Verlässlich belegt ist der vermeintliche Zusammenhang allerdings keineswegs. „Das Mehr an Krebserkrankungen bei jenen, die die meisten stark verarbeiteten Lebensmittel konsumiert hatten, muss nicht an der Ernährungsweise liegen,“ steht im Resümee eines Artikels von „Medizin-Transparent.at“. Hinter dieser Webseite steckt das Department für evidenzbasierte Medizin und klinische Epidemiologie der Donau-Universität Krems sowie Cochrane Österreich.

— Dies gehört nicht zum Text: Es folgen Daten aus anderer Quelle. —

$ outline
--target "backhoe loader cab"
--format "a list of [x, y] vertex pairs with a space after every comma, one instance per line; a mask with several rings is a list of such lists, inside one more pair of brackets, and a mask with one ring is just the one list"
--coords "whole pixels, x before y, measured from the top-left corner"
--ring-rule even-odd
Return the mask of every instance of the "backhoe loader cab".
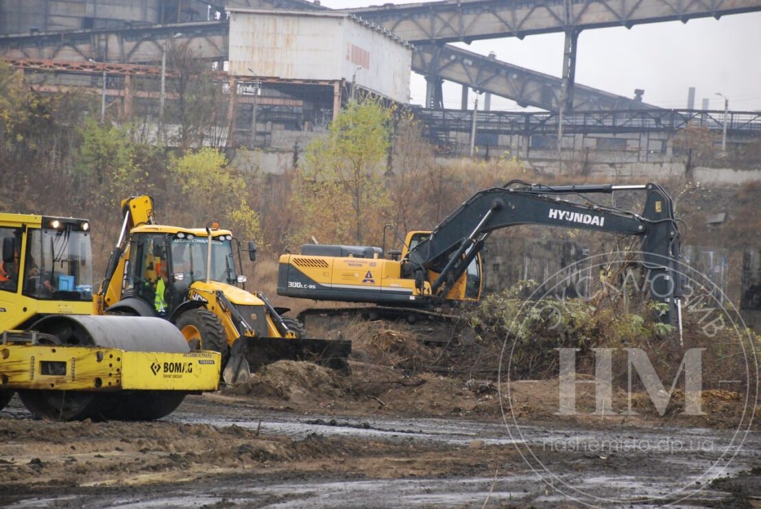
[[[241, 249], [229, 230], [159, 225], [147, 195], [122, 203], [124, 222], [106, 277], [94, 296], [96, 314], [159, 317], [180, 329], [193, 349], [222, 356], [224, 379], [281, 358], [318, 357], [346, 366], [350, 341], [301, 338], [295, 319], [282, 317], [261, 293], [245, 290]], [[229, 360], [229, 361], [228, 361]]]
[[229, 230], [136, 226], [117, 265], [123, 277], [110, 281], [121, 293], [114, 299], [107, 290], [114, 303], [103, 312], [166, 319], [191, 348], [214, 350], [223, 358], [240, 335], [277, 335], [265, 303], [242, 288], [240, 253]]

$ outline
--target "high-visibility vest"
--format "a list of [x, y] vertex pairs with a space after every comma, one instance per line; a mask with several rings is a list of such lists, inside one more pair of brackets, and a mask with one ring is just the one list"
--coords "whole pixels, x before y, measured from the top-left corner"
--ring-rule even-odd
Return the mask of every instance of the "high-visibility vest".
[[153, 304], [156, 306], [156, 311], [161, 312], [167, 309], [167, 301], [164, 299], [164, 291], [167, 287], [164, 283], [164, 279], [159, 277], [156, 283], [156, 296], [153, 300]]

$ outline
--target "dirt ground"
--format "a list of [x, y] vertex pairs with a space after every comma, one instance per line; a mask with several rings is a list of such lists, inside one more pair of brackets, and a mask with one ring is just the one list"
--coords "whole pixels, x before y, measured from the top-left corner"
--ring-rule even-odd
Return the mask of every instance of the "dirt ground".
[[[422, 490], [427, 495], [409, 498], [410, 505], [617, 505], [618, 499], [609, 503], [603, 496], [610, 487], [628, 504], [644, 503], [648, 496], [673, 502], [680, 498], [670, 490], [684, 481], [681, 475], [659, 483], [671, 475], [674, 462], [695, 466], [721, 459], [713, 441], [729, 443], [731, 430], [723, 428], [736, 421], [740, 403], [731, 393], [707, 392], [706, 415], [687, 419], [674, 411], [661, 418], [635, 397], [640, 415], [560, 418], [554, 415], [557, 379], [513, 383], [508, 396], [506, 384], [500, 394], [486, 379], [410, 375], [357, 362], [352, 368], [347, 376], [309, 363], [279, 361], [244, 386], [189, 396], [177, 412], [152, 423], [37, 421], [14, 401], [0, 414], [0, 504], [386, 507], [400, 500], [390, 494]], [[578, 389], [577, 403], [591, 411], [594, 386], [586, 385]], [[608, 479], [605, 490], [595, 488], [587, 496], [538, 481], [528, 466], [533, 460], [527, 463], [525, 451], [505, 433], [501, 396], [506, 411], [512, 402], [517, 421], [525, 427], [521, 435], [534, 444], [538, 464], [552, 466], [561, 479]], [[617, 408], [623, 397], [616, 394]], [[680, 429], [691, 430], [690, 440], [711, 437], [710, 450], [672, 453], [658, 463], [649, 454], [643, 456], [647, 461], [632, 462], [630, 454], [546, 447], [578, 437], [595, 441], [624, 435], [654, 443], [681, 436]], [[758, 437], [752, 433], [747, 441], [753, 443], [752, 453], [735, 459], [736, 469], [689, 481], [705, 488], [691, 503], [759, 507]], [[698, 470], [689, 479], [704, 479]], [[650, 485], [658, 489], [648, 483], [632, 488], [621, 479], [625, 472], [626, 479], [657, 474]], [[413, 481], [418, 484], [399, 484]], [[339, 491], [343, 498], [325, 488], [336, 482], [351, 486]], [[432, 484], [421, 488], [419, 482]], [[503, 484], [507, 488], [495, 495], [495, 486]]]
[[0, 504], [761, 507], [761, 416], [736, 432], [740, 394], [704, 391], [689, 416], [677, 390], [661, 416], [634, 393], [629, 415], [619, 388], [616, 413], [596, 415], [578, 375], [578, 415], [562, 416], [556, 378], [444, 373], [430, 369], [441, 347], [363, 338], [350, 373], [282, 360], [155, 422], [39, 421], [14, 400]]

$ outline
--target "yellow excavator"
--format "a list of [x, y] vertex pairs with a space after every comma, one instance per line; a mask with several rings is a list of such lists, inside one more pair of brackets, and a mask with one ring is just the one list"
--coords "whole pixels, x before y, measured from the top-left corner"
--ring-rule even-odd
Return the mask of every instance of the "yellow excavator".
[[302, 337], [294, 319], [281, 316], [262, 293], [245, 290], [242, 249], [228, 229], [158, 224], [153, 200], [122, 202], [123, 221], [106, 277], [94, 298], [97, 315], [161, 318], [174, 324], [193, 349], [222, 357], [228, 383], [279, 359], [316, 360], [346, 369], [351, 341]]
[[[591, 195], [628, 190], [645, 194], [635, 213], [597, 203]], [[565, 197], [581, 197], [584, 203]], [[546, 186], [521, 181], [485, 189], [466, 200], [431, 232], [410, 232], [402, 251], [372, 246], [305, 244], [280, 257], [279, 295], [314, 300], [365, 303], [371, 307], [313, 309], [314, 315], [360, 314], [371, 319], [441, 319], [445, 306], [477, 303], [482, 293], [481, 254], [495, 230], [544, 225], [634, 235], [642, 239], [653, 299], [668, 304], [662, 319], [680, 321], [679, 223], [668, 193], [654, 183], [636, 185]], [[384, 230], [385, 236], [385, 230]], [[385, 243], [385, 242], [384, 242]]]
[[0, 213], [0, 409], [41, 418], [151, 420], [216, 390], [214, 351], [156, 318], [92, 316], [85, 219]]

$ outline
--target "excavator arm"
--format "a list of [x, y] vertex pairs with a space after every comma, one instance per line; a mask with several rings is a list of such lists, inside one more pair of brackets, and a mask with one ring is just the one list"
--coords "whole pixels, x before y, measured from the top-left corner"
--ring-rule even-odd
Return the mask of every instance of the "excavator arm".
[[[595, 203], [587, 197], [615, 190], [642, 190], [647, 194], [644, 210], [635, 213]], [[574, 194], [581, 204], [563, 199]], [[433, 271], [435, 296], [444, 296], [482, 249], [493, 231], [517, 225], [537, 224], [608, 232], [642, 238], [642, 263], [650, 271], [652, 296], [669, 304], [664, 321], [678, 314], [681, 280], [677, 264], [680, 232], [670, 197], [656, 184], [644, 185], [530, 185], [513, 181], [504, 187], [479, 191], [442, 221], [406, 257], [403, 274]]]

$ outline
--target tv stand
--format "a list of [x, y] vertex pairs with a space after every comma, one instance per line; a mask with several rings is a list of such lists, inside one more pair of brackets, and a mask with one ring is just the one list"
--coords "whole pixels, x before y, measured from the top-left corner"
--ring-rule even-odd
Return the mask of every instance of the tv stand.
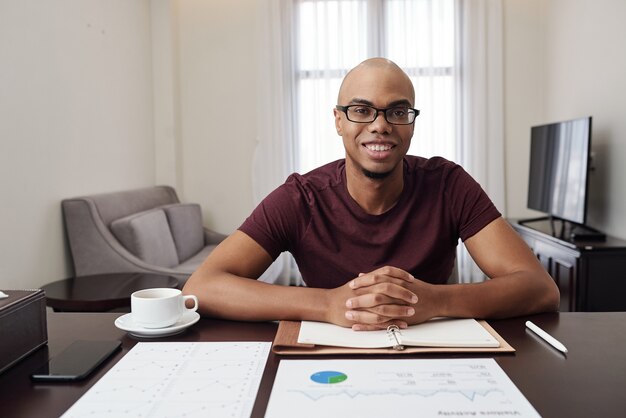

Weiter heißt es: Die Forscher hätten in ihrer statistischen Auswertung zwar möglichst viele Faktoren berücksichtigt, die bekanntermaßen mit Krebs in Zusammenhang stehen können, wie Rauchen, Bewegungsmangel und familiäre Vorbelastung, es sei aber denkbar, dass unbekannte oder nicht berücksichtigte Einflüsse (z. B. Armut oder Zugang zum Gesundheitssystem) ausgerechnet bei Personen mit hohem Konsum an Industrie-Nahrung das Krebsrisiko gesteigert hätten – während das verdächtigte Essen unschuldig sei. Trotzdem gebe es aber „erste Hinweise auf einen möglichen Zusammenhang zwischen dem Konsum von industriell hergestellten, stark verarbeiteten Produkten und Krebs“.